Initiative 1098: That's the one that Bill Gates Sr. has helped to write and promote, even though he is one of the very few people who will see his taxes go up should this initiative pass. Or better said, he is supporting I-1098 for that very reason. Everyone else, and all businesses, would see their tax bills go down.
Through I-1098, 197 out of 200 taxpayers will see their taxes go down, while just three will pay the initiative's new income tax on the wealthy. And our state will gain $2 billion for education and health care. How is that possible?
Because we start with a punitive tax system in which middle-class families pay more than 10 percent of their income on state and local taxes while the wealthiest
1 percent of families pay 2.5 percent. That's right, in our state middle-class families pay four times as much, proportionally, as the wealthy.
Where do the wealthy live and prosper?
The answer is right in our own region: 1 percent of all the millionaires in the United States live in King County. They all are getting pretty much of a free ride on our state's tax system.
Our state's over-reliance on the property tax and gross receipts tax on businesses weighs heavily on middle-class homeowners and small businesses in particular. And because we don't have an income tax on the wealthy, they don't contribute their fair share for public services. So I-1098 cuts the property tax, eliminates the business tax for small businesses and adds a modest tax on the wealthy.
Want to see what that means in dollars and cents (and sense) to you?
Use this calculator, plug in your current income and property taxes, and, if you own a business, your gross receipts and your business property taxes: www.
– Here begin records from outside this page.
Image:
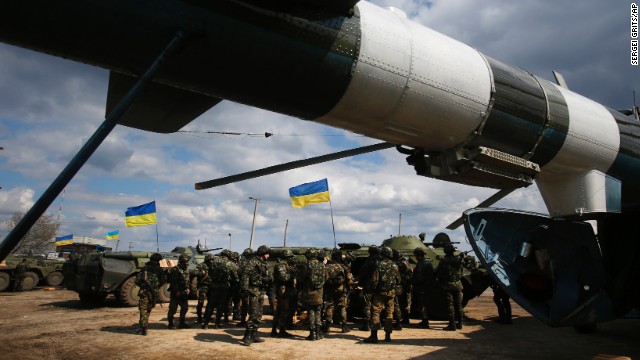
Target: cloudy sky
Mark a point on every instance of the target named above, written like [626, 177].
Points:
[50, 106]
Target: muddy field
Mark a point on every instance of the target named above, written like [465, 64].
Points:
[43, 324]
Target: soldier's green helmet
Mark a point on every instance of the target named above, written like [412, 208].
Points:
[247, 252]
[311, 253]
[386, 252]
[263, 249]
[449, 249]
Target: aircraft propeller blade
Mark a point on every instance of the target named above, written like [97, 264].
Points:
[488, 202]
[292, 165]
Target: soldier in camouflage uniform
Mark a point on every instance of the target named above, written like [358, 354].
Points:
[179, 288]
[423, 278]
[385, 279]
[255, 277]
[149, 279]
[284, 284]
[365, 280]
[402, 303]
[223, 273]
[202, 273]
[449, 273]
[310, 282]
[336, 292]
[247, 254]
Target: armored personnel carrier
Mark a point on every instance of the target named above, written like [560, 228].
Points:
[40, 270]
[96, 275]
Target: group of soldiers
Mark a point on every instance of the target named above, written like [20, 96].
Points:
[236, 285]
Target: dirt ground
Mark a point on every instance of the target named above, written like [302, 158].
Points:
[42, 324]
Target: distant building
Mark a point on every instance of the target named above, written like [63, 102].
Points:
[83, 244]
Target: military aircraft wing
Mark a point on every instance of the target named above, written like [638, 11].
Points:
[552, 268]
[161, 108]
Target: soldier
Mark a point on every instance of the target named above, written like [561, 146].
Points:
[19, 275]
[149, 279]
[202, 274]
[403, 291]
[385, 279]
[501, 299]
[423, 278]
[247, 254]
[365, 279]
[336, 292]
[255, 277]
[284, 284]
[449, 273]
[222, 274]
[179, 287]
[310, 282]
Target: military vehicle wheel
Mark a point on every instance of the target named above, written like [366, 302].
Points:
[54, 278]
[163, 293]
[5, 280]
[128, 293]
[91, 299]
[30, 280]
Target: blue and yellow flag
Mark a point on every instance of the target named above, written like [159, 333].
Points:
[141, 215]
[309, 193]
[64, 240]
[113, 235]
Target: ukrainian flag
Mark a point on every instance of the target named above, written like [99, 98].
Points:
[141, 215]
[64, 240]
[113, 235]
[310, 193]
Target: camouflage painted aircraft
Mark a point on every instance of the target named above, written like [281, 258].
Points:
[457, 114]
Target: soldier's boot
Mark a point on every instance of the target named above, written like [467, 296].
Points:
[365, 326]
[450, 327]
[255, 337]
[387, 336]
[312, 335]
[283, 332]
[424, 324]
[345, 328]
[246, 339]
[183, 324]
[373, 338]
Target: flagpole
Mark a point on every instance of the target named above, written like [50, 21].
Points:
[332, 225]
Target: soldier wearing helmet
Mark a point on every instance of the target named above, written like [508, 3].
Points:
[223, 274]
[149, 279]
[449, 273]
[336, 292]
[254, 283]
[402, 304]
[179, 288]
[202, 276]
[310, 282]
[385, 279]
[365, 280]
[422, 280]
[284, 286]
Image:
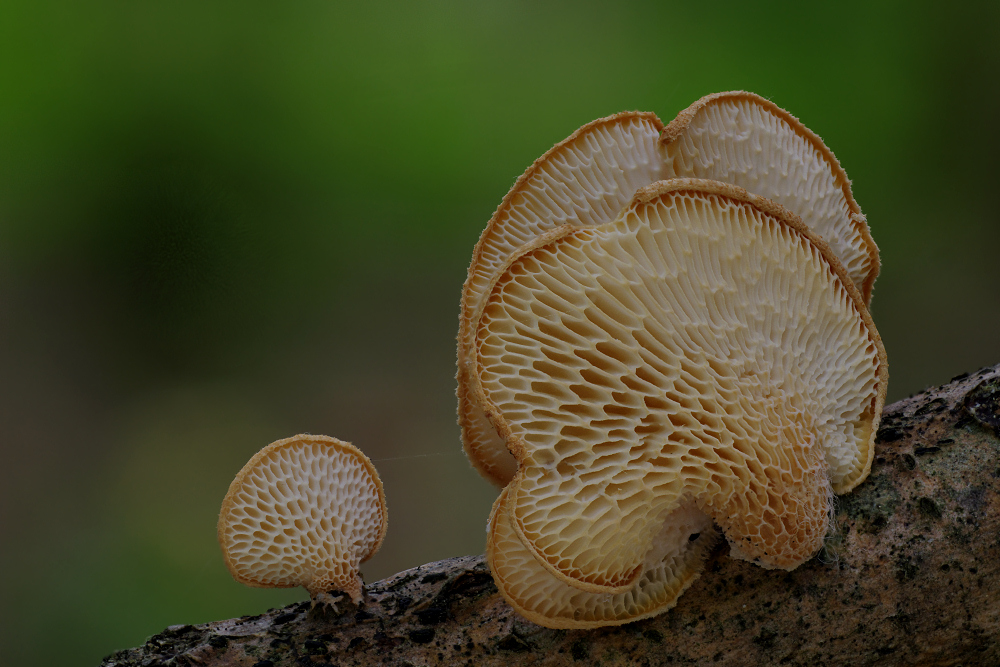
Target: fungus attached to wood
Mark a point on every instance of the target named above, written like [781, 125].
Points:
[304, 511]
[671, 565]
[705, 347]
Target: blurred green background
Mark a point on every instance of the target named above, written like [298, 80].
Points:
[226, 223]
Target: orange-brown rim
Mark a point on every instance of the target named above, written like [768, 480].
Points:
[678, 125]
[646, 195]
[237, 484]
[467, 315]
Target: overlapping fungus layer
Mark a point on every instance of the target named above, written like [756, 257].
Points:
[704, 346]
[671, 565]
[584, 180]
[743, 139]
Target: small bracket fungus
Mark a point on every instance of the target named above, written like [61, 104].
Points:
[587, 179]
[706, 347]
[304, 511]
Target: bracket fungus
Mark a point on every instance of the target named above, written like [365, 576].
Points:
[587, 179]
[705, 353]
[304, 511]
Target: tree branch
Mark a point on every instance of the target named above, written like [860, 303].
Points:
[910, 575]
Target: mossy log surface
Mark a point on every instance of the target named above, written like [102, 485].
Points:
[910, 575]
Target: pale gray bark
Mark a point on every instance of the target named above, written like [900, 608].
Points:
[910, 576]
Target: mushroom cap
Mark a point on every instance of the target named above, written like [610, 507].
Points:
[584, 180]
[705, 345]
[670, 566]
[734, 137]
[304, 511]
[741, 138]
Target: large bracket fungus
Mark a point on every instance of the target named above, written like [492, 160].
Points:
[587, 179]
[704, 347]
[304, 511]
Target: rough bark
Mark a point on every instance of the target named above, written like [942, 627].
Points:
[910, 575]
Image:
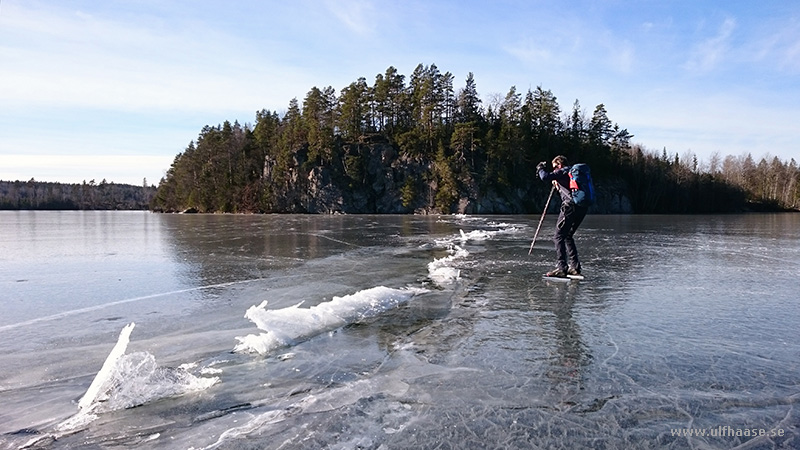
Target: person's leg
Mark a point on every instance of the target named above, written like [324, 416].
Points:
[560, 237]
[575, 216]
eoionline.org/tax_reform/calculator.html.
Then consider that your children are starting another school year. You have every right to be worried that there will be more in each classroom and less time for teachers to teach and work with each child. You can expect cutbacks in art, music and foreign languages. In the past year, 2,000 teachers have left the public schools. Our classrooms have 27,000 more public K-12 children than five years ago. The math doesn't add up.
If you or your children decide to go to community college, the doors are open. But the price tag for that has gone up by 15 percent so tuition now exceeds $3,000 a year. Annual tuition at the University of Washington has jumped to more than $8,700. And that's in addition to books and living expenses.
Our unemployment rate seems stuck at 9 percent. When you are unemployed, you can't afford health insurance. That's why more than 100,000 people are on the waiting list for the state's Basic Health coverage.
There is a long-term solution to this mess. It is pretty straightforward. The most prosperous among us should simply help out more, by paying their fair share of taxes for public services.
If the people approve I-1098, then not only will the vast majority of citizens and all businesses benefit from a tax reduction, but we will get about $1.6 billion in new revenues for public services. That money would be directed into the education legacy trust fund and health care.
That means that the state would make good on Initiative 728, which the people overwhelmingly approved in 2000, for student achievement in our K-12 schools.
We would reduce class sizes, fund full-day kindergarten across the state, add one more course per high school student and make sure that art, music and languages are part of education for all youths.
That means that the state would put a ceiling on community college and university tuition so that it doesn't go up year after year.
That means that the state could make good on Initiative 773, which also was approved overwhelmingly by the people in 2001, to extend basic health coverage to every single person now on the waiting list.
And that means you will get a tax cut and the local coffee shop down the street will get one as well. The math of I-1098 works - for the people of our state.